2 Il GDPR (General Data Protection Regulation) è il regolamento n. 2016/679 dell’Unione europea che stabilisce le norme per il trattamento dei dati personali dei cittadini dell’Ue.
3 Per una critica delle metodologie impiegate negli studi industry-sponsored sui costi del GDPR si veda CNIL, The economic impact of GDPR, 5 years on (24 April 2024).
4 La competizione tra imprese con costi di compliance differenti si verifica unicamente quando un’azienda sviluppa un prodotto o servizio utilizzando esclusivamente dati personali provenienti da fuori dell’Ue e lo introduce successivamente nel mercato Ue (o viceversa). Ma si tratta di una situazione particolare che non rappresenta certo la norma.
5 Il terzo del mondo per numero di abitanti, dopo India e Cina ma prima di USA.
6 Si veda tra tutte la privacy policy di OpenAI: https://openai.com/it/policies/eu-privacy-policy
7 Per determinare se sussiste un legittimo interesse al trattamento dei dati, è necessario considerare, nel bilanciamento tra gli interessi del titolare del trattamento e i diritti della persona, anche se quest’ultima è un minore (Cons. 47 del GDPR). Ma questo vale indipendentemente dall’età del consenso stabilita per legge.

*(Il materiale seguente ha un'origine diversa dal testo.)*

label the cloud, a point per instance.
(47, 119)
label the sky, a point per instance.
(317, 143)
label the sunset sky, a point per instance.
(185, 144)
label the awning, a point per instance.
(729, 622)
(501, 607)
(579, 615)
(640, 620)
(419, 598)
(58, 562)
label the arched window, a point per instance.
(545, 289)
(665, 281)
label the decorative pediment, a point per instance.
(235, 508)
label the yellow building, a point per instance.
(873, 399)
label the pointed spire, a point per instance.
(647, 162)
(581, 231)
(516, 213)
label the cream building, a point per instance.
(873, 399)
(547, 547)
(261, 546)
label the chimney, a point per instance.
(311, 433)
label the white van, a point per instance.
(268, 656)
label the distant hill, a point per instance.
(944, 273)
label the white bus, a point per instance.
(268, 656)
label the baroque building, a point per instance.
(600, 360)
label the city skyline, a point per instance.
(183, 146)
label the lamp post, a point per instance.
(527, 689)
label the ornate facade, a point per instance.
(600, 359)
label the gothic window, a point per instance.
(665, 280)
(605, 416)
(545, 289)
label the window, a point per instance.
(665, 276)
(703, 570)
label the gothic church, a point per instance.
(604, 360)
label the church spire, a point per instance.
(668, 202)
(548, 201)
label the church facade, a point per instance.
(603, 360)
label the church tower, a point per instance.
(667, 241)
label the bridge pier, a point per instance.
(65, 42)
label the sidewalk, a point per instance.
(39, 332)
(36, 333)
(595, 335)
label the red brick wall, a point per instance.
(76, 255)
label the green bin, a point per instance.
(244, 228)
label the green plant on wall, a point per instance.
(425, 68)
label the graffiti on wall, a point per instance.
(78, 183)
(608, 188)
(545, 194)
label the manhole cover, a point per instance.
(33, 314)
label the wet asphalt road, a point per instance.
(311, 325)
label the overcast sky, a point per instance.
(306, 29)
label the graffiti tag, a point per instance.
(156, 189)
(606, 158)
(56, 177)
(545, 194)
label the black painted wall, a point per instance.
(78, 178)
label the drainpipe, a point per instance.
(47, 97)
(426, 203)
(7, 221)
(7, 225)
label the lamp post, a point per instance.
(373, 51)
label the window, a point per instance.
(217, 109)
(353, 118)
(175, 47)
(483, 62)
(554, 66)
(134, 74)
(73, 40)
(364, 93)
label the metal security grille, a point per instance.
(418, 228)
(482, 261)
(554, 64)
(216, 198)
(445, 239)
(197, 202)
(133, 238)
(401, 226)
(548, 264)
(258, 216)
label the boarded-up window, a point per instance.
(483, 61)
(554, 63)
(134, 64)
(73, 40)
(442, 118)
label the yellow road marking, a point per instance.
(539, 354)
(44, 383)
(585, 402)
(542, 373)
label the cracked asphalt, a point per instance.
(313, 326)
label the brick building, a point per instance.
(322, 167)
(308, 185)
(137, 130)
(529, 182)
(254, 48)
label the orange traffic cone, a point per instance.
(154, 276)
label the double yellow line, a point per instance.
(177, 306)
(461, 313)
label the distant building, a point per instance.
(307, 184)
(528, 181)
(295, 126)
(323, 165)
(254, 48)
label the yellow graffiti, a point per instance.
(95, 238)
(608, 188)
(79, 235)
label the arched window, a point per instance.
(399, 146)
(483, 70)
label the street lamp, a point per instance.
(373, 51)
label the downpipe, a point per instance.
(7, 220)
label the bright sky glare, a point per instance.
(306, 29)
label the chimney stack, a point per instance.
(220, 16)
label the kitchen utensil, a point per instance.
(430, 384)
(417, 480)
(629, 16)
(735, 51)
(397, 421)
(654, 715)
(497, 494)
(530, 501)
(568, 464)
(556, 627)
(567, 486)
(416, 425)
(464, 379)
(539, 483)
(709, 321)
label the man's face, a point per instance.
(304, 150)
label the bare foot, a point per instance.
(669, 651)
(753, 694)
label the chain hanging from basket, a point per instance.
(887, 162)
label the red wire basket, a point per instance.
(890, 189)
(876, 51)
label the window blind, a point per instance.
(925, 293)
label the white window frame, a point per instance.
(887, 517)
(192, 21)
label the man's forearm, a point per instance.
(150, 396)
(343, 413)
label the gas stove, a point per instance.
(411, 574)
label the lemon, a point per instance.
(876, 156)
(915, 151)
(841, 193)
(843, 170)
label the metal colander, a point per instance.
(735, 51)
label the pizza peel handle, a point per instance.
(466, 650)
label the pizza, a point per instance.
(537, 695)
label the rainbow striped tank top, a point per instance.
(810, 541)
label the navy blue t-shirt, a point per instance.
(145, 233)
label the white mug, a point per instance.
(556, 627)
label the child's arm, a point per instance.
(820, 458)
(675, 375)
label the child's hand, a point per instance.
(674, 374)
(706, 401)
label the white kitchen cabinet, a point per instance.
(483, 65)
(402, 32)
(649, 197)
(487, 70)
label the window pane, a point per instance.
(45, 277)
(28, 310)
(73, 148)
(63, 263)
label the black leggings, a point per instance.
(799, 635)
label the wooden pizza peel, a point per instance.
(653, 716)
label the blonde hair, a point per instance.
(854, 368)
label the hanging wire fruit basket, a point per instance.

8 Ricordiamo che anche negli USA esistono divergenze significative tra le leggi dei singoli Stati federali circa l’uso dei dati dei minori.
9 Per una disamina seria e scientificamente fondata del problema si rimanda a Ugo Pagallo, Il dovere alla salute. Sul rischio di sottoutilizzo dell’intelligenza artificiale in ambito sanitario (Mimesis, 2022).
10 All’art. 33 della Proposta di regolamento sullo spazio europeo dei dati sono elencate ben 15 categorie di dati sanitari elettronici per l’uso secondario.
11 Pari Pharma GmbH v EMA (T-235/15 | 2018), Amicus Therapeutics UK Ltd v EMA (T-33/17 | 2018), MSD Animal Health Innovation GmbH v EMA (C-178/18 P | 2022). Si veda anche la decisione dell’European Ombudsman in Cochrane Collaboration Research Group v EMA (Case 2650/2007/BEH).
12 Notiamo che tra i firmatari della lettera aperta figurano aziende in posizione dominante già più volte sanzionate per violazioni del GDPR e delle regole della concorrenza.
13 Spesso in violazione del GDPR stesso, come dimostra la lunga sfilza di sanzioni comminate a compagnie USA dalle autorità garanti degli stati membri.